Earth's continental topography reflects the balance between tectonics, climate, and their interaction through erosion. However, understanding the impact of individual factors on Earth's topography remains elusive. Professor Todd Ehlers of the University of Tübingen Geoscience Department, in cooperation with international colleagues, has studied the coupling of climate and erosion on a global scale. The scientists investigated the effect of global cooling and glaciation on topogrpahy over the last two to three million years. To quantify erosion, they compiled bedrock thermochronometric data from around the world. Their data show that mountain erosion rates have increased since circa 6 million years and most rapidly in the last 2 million years. Moreover, alpine glaciers play a significant role in the increase of erosion rates under a cool climate. The results are published in the current edition of Nature.

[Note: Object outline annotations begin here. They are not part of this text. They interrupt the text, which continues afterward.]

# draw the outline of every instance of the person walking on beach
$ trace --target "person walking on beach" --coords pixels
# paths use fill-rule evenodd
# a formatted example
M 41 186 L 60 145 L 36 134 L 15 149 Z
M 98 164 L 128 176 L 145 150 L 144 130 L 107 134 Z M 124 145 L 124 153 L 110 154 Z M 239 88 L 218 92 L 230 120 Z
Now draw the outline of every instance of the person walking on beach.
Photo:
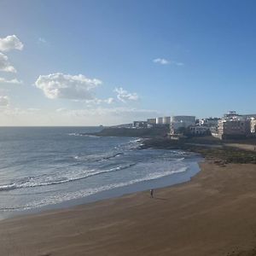
M 154 189 L 150 189 L 150 197 L 154 198 Z

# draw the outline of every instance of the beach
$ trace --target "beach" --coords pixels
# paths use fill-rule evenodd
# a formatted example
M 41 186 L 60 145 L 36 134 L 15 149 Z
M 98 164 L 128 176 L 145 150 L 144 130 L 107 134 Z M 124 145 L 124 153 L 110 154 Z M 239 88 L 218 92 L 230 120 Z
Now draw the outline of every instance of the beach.
M 0 222 L 0 255 L 256 255 L 256 165 Z

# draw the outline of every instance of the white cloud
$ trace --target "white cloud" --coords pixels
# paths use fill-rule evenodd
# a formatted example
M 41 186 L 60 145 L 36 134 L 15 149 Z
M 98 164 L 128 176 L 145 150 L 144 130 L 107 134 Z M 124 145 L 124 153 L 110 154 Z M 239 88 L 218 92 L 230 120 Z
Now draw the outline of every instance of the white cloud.
M 95 99 L 93 89 L 102 84 L 99 79 L 87 79 L 85 76 L 63 74 L 61 73 L 41 75 L 35 84 L 49 99 Z
M 23 82 L 21 80 L 18 80 L 17 79 L 7 80 L 4 78 L 0 78 L 0 84 L 21 84 Z
M 0 71 L 16 73 L 16 69 L 11 66 L 8 56 L 0 52 Z
M 0 107 L 7 107 L 9 104 L 9 99 L 7 96 L 0 96 Z
M 1 51 L 9 51 L 10 49 L 23 49 L 23 44 L 20 39 L 15 36 L 8 36 L 3 38 L 0 38 L 0 50 Z
M 154 60 L 153 60 L 153 62 L 158 63 L 158 64 L 160 64 L 160 65 L 168 65 L 168 64 L 172 64 L 172 65 L 176 65 L 176 66 L 183 66 L 184 65 L 184 63 L 183 63 L 183 62 L 177 62 L 177 61 L 168 61 L 168 60 L 163 59 L 163 58 L 154 59 Z
M 154 59 L 153 60 L 153 61 L 154 63 L 159 63 L 159 64 L 161 64 L 161 65 L 167 65 L 170 63 L 169 61 L 166 60 L 166 59 L 161 59 L 161 58 L 157 58 L 157 59 Z
M 130 93 L 122 87 L 115 88 L 113 91 L 117 93 L 117 98 L 122 102 L 126 102 L 127 101 L 137 101 L 139 98 L 136 92 Z
M 46 40 L 44 38 L 38 38 L 38 43 L 41 43 L 41 44 L 46 44 Z
M 114 99 L 112 97 L 104 100 L 104 102 L 108 103 L 108 104 L 112 104 L 113 102 L 114 102 Z
M 134 108 L 102 108 L 87 109 L 56 109 L 59 119 L 73 121 L 76 125 L 118 125 L 131 123 L 136 119 L 159 116 L 155 110 L 140 109 Z

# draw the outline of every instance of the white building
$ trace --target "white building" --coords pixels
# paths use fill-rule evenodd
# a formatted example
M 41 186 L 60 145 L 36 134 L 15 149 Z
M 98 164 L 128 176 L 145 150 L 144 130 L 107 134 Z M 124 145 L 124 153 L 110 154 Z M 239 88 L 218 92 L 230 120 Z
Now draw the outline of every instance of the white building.
M 155 123 L 156 125 L 163 125 L 163 118 L 162 117 L 156 118 Z
M 189 127 L 191 134 L 194 135 L 203 135 L 207 134 L 209 131 L 209 127 L 203 125 L 193 125 Z
M 250 132 L 251 119 L 232 111 L 225 113 L 224 118 L 218 120 L 218 132 L 212 136 L 220 139 L 239 138 L 249 135 Z
M 164 125 L 170 125 L 171 124 L 171 116 L 165 116 L 163 118 L 163 124 Z
M 156 124 L 156 119 L 148 119 L 147 122 L 149 125 L 155 125 Z
M 179 128 L 187 128 L 195 125 L 195 116 L 176 115 L 172 116 L 170 124 L 170 133 L 175 134 Z
M 207 118 L 200 120 L 200 125 L 207 127 L 218 127 L 218 118 Z
M 252 118 L 251 119 L 251 133 L 253 135 L 256 134 L 256 118 Z

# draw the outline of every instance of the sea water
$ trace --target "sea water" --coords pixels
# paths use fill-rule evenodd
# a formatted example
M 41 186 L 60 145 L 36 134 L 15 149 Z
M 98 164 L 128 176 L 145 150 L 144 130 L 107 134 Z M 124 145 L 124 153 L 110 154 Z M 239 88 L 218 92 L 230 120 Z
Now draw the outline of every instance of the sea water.
M 172 185 L 199 172 L 193 153 L 86 134 L 101 129 L 1 127 L 0 218 Z

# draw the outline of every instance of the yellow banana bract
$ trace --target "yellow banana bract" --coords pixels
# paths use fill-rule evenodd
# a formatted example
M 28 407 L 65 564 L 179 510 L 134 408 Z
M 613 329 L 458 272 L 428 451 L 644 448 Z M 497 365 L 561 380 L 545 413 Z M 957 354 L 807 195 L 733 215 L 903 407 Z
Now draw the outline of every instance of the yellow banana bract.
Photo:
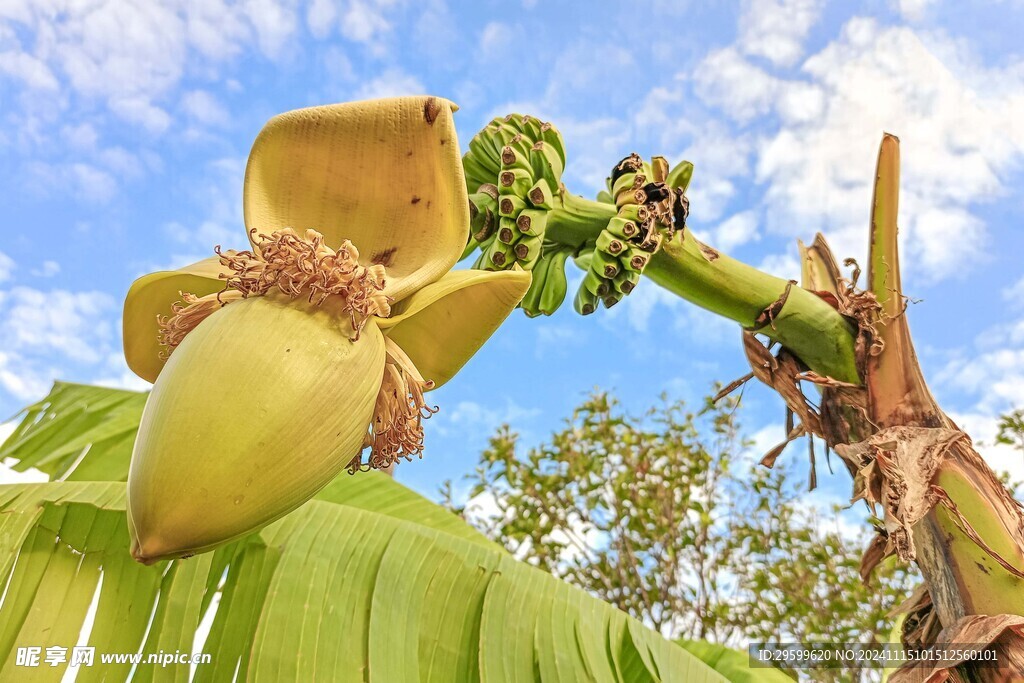
M 469 225 L 453 106 L 397 97 L 274 117 L 246 167 L 246 227 L 351 240 L 365 263 L 387 268 L 395 299 L 437 280 L 462 255 Z
M 400 97 L 274 118 L 246 171 L 251 249 L 132 286 L 125 356 L 156 383 L 128 480 L 136 559 L 210 550 L 346 467 L 422 456 L 423 392 L 530 283 L 450 271 L 469 231 L 454 109 Z
M 191 554 L 309 500 L 362 447 L 384 368 L 373 323 L 281 295 L 225 306 L 167 361 L 128 475 L 132 555 Z

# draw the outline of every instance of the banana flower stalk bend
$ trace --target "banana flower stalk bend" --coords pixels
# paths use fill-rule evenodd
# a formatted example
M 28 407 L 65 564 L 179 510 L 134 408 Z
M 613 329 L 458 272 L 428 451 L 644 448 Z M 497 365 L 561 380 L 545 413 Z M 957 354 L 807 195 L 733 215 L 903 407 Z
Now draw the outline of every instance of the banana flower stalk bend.
M 346 468 L 422 456 L 424 392 L 530 283 L 452 270 L 469 230 L 455 110 L 401 97 L 275 117 L 246 169 L 249 249 L 132 285 L 125 355 L 154 382 L 128 476 L 135 559 L 210 550 Z

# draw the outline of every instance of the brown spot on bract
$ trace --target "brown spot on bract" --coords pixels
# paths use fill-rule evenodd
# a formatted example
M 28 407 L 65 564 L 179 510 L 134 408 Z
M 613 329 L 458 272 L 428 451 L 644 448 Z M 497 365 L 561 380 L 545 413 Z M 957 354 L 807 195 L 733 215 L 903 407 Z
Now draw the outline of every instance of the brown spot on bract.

The scientists have compiled data from 18,000 rock samples to globally estimate temporal and spatial variations in erosion rates. During mountain erosion rocks travel from about 10 kilometers depth in the crust to the Earth's surface. During this process, the rocks cool from great depths to the surface. Thermochronology exploits that small quantities of radioactive uranium contained in the rock decay in a time-dependent process. Below a given so-called closure temperature rocks accumulate the products of radioactive decay. In quantifying decay products, scientists are able to calculate the travel time of a rock from a determined depth to the surface and the time elapsed for cooling. Finally, these data can be converted into an erosion rate using sophisticated computer models.
The study's broad approach that uses a global distribution of samples reduces the influence of individual regional tectonic events on the overall study results. The overall global picture that emerged was a strong correlation of erosion rates with the global climate change over the last several million years.

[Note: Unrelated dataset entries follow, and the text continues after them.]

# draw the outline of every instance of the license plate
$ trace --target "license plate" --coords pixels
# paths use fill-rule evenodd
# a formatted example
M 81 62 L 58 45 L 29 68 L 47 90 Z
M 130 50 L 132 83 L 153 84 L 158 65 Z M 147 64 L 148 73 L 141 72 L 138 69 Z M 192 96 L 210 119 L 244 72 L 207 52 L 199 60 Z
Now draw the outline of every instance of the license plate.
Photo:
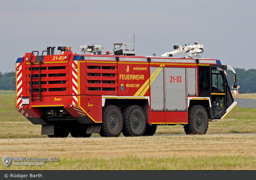
M 29 99 L 22 99 L 22 104 L 29 104 Z

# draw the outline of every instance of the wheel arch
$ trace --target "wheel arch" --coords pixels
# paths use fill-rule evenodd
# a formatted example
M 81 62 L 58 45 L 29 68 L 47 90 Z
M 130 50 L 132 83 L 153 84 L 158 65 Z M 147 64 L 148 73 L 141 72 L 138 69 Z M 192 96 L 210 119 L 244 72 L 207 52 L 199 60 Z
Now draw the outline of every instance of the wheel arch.
M 189 101 L 188 107 L 191 107 L 193 105 L 200 105 L 204 107 L 206 110 L 209 119 L 213 119 L 214 116 L 213 113 L 213 110 L 211 107 L 210 100 L 209 98 L 207 98 L 208 99 L 206 100 L 190 100 Z

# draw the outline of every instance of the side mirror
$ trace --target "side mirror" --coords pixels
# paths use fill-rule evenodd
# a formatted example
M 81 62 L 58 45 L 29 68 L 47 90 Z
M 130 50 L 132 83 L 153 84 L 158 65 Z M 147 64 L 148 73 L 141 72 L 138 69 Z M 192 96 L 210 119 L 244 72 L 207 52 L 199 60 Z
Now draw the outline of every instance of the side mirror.
M 236 74 L 233 74 L 233 82 L 234 83 L 236 83 Z
M 236 83 L 233 83 L 232 87 L 233 87 L 233 88 L 234 89 L 237 88 L 237 84 Z

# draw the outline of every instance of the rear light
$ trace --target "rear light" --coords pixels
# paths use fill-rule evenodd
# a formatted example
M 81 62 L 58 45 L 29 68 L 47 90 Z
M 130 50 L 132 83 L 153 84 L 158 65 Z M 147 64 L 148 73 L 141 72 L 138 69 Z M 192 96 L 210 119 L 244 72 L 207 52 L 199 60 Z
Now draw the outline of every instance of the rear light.
M 66 51 L 72 51 L 72 49 L 71 47 L 66 47 Z

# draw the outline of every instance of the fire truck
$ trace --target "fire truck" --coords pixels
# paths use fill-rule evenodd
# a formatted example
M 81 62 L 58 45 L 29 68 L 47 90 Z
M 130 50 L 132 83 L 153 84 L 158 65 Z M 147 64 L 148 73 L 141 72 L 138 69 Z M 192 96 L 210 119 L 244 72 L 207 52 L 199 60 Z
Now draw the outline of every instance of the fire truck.
M 181 124 L 187 135 L 205 134 L 209 122 L 224 118 L 234 101 L 217 59 L 199 56 L 203 46 L 174 46 L 161 57 L 135 55 L 134 43 L 61 46 L 16 62 L 16 108 L 50 137 L 152 136 L 157 125 Z M 189 55 L 174 58 L 176 53 Z

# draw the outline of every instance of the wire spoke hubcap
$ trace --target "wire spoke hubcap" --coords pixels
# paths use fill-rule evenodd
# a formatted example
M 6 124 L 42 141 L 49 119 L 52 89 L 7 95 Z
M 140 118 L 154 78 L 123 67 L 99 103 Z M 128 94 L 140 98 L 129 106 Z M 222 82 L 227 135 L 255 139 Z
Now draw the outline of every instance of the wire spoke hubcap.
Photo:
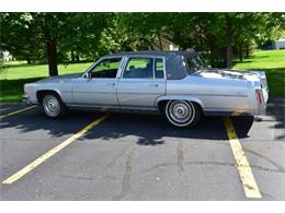
M 167 117 L 170 122 L 179 127 L 190 125 L 195 116 L 192 103 L 185 100 L 173 100 L 167 105 Z
M 53 95 L 46 96 L 43 100 L 43 105 L 44 105 L 45 113 L 48 116 L 52 116 L 52 117 L 57 116 L 60 111 L 59 102 Z

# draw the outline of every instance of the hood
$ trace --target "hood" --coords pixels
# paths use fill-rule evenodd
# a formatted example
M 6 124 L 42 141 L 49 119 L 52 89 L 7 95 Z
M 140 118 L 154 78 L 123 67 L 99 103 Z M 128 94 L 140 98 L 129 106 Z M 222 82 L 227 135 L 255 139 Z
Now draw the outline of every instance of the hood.
M 210 79 L 235 79 L 258 81 L 259 74 L 251 71 L 227 70 L 227 69 L 205 69 L 196 72 L 197 75 Z
M 50 76 L 44 80 L 38 81 L 38 83 L 50 83 L 50 82 L 69 82 L 72 79 L 77 79 L 82 76 L 82 73 L 76 73 L 76 74 L 62 74 L 57 76 Z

"On a global scale erosion rates span four orders of magnitude in the last eight million years from one hundreth millimeter up to ten millimeters a year," Todd Ehlers says. Six million years ago, increase of erosion rates was expressed at all latitudes, but was most pronounced in glaciated mountain ranges, indicating that glaciers played a significant role.

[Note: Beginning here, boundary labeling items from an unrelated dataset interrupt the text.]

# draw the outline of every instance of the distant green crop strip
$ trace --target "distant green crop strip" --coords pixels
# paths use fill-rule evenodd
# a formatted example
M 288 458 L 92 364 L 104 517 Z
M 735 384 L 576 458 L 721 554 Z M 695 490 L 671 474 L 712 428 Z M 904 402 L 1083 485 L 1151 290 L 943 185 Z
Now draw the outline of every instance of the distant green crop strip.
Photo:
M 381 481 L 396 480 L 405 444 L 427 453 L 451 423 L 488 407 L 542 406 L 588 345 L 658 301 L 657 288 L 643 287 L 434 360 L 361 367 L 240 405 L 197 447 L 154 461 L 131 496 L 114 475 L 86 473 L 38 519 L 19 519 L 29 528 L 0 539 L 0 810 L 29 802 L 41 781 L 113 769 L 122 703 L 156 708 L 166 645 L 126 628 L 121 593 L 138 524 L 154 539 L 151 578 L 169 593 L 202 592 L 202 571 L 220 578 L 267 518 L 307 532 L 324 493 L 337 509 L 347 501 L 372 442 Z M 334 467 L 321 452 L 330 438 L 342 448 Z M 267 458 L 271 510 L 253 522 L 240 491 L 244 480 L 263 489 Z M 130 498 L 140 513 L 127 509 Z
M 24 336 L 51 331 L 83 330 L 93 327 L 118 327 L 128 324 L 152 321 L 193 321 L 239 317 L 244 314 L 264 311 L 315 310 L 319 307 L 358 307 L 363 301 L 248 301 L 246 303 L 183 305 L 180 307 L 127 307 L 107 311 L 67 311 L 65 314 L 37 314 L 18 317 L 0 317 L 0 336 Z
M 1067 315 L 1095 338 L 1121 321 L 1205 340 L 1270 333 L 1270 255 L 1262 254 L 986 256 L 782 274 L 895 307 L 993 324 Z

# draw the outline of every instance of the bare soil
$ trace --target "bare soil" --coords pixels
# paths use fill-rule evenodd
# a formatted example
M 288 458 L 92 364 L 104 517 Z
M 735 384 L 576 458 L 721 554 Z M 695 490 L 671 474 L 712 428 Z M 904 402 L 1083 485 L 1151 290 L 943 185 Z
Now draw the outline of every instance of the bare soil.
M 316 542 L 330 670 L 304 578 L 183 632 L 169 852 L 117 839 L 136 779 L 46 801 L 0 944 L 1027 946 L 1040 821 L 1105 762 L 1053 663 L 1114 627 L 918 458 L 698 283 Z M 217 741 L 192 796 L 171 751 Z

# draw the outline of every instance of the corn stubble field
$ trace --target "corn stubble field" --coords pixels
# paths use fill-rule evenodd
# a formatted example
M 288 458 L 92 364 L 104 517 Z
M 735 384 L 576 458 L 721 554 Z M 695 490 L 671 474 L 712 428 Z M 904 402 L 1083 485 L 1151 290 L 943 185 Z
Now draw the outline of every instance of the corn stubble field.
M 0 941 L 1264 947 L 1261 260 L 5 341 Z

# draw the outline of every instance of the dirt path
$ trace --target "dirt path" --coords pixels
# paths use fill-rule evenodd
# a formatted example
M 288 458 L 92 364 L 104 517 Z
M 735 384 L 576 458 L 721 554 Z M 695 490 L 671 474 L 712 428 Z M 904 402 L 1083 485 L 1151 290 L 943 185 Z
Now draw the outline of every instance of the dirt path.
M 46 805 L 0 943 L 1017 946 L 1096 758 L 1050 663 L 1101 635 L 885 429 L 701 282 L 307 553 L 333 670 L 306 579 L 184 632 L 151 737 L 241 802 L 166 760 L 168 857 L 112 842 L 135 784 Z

Furthermore, erosion rates accelerated more in the last two million years with the most substantial changes at latitudes greater than 30°, for example in the European Alps, Patagonia, Alaska, the South Island of New Zealand and The Coast Mountains of British Columbia. These areas are highly variable in their tectonic activity, but they have in common that they have all been glaciated in the past few million years. Mountain erosion rates since about six million years ago were increased once more by nearly a factor of two for the Pleistocene compared to the Pliocene. "This change with increased activity of glaciers and higher sediment flux shows a clear temporal correspondence with further Late Cenozoic cooling," Todd Ehlers comments. These results have important implications in general for improving our understanding of the coupling between climate and erosion.